If your current terms do not cover these points, update them — and have the updated version reviewed by a solicitor. The gap between "we have terms" and "we have enforceable terms" is significant.
Invoice properly
An invoice that is easy to process is paid sooner than one that creates questions. Check each invoice before it is sent:
- Correct legal entity name for the debtor (not just the trading name).
- Invoice number and date.
- Clear description of goods or services supplied.
- Due date stated explicitly ("payment due 14 days from invoice date").
- Your bank account details for EFT.
- A contact name and email for any queries.
Send the invoice the day the work is done or the goods are delivered — not at month end. The payment clock starts when the invoice arrives.
Follow up systematically
A good follow-up process is regular, documented and consistent.
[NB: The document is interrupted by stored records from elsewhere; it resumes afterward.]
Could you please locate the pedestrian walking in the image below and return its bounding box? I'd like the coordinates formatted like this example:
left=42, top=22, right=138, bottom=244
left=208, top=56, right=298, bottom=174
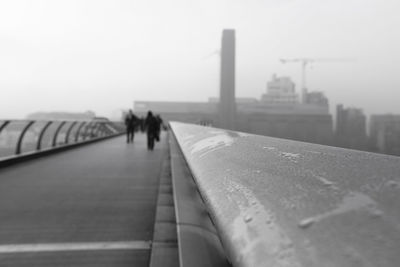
left=144, top=111, right=159, bottom=150
left=125, top=109, right=138, bottom=143
left=155, top=114, right=164, bottom=142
At minimum:
- Send a receipt confirmation when an invoice is issued (catches wrong-address bouncebacks immediately).
- Send a polite reminder 1–2 days after the due date for any unpaid invoice.
- Follow up by phone if there is no response within 7 days of the reminder.
- Get a specific payment date commitment — not "soon" or "in due course".
- Document every contact, every response and every promise made.
The documentation habit is important. When an account is eventually referred to a recovery agent, every contact record, every broken promise and every non-response makes the recovery stronger.
Know when to escalate
Set — and apply — a fixed escalation schedule rather than making case-by-case judgements about when to push harder. A typical schedule might look like:
- Day 1 past due: reminder.
- Day 7: firm follow-up, phone call.
- Day 14: second firm reminder, flag for formal demand.
- Day 30: formal letter of demand.
- Day 45: decision to refer or proceed.
The key word is "fixed". A schedule applied to every account tells debtors — through experience — that your process is serious. An inconsistent process tells them the opposite.
The outsourcing decision
In-house follow-up has a natural ceiling. Recognise when an account has reached it:
- The account is 60+ days overdue with no genuine payment.
- The debtor has gone silent after previous contact.
- A payment promise has been broken more than once.
- Your team is spending disproportionate time on the account.
- The relationship has deteriorated to the point where in-house contact is counter-productive.
Referring to a recovery agent at this point is not a failure — it is a resource allocation decision. You pay commission only on what is collected, which means the cost of referring is zero if nothing is recovered. Continuing to chase it yourself has a real cost in time, and recovery rates fall the longer an account ages.
This guide is general information only. It does not constitute legal or financial advice. For advice specific to your situation, consult a qualified professional.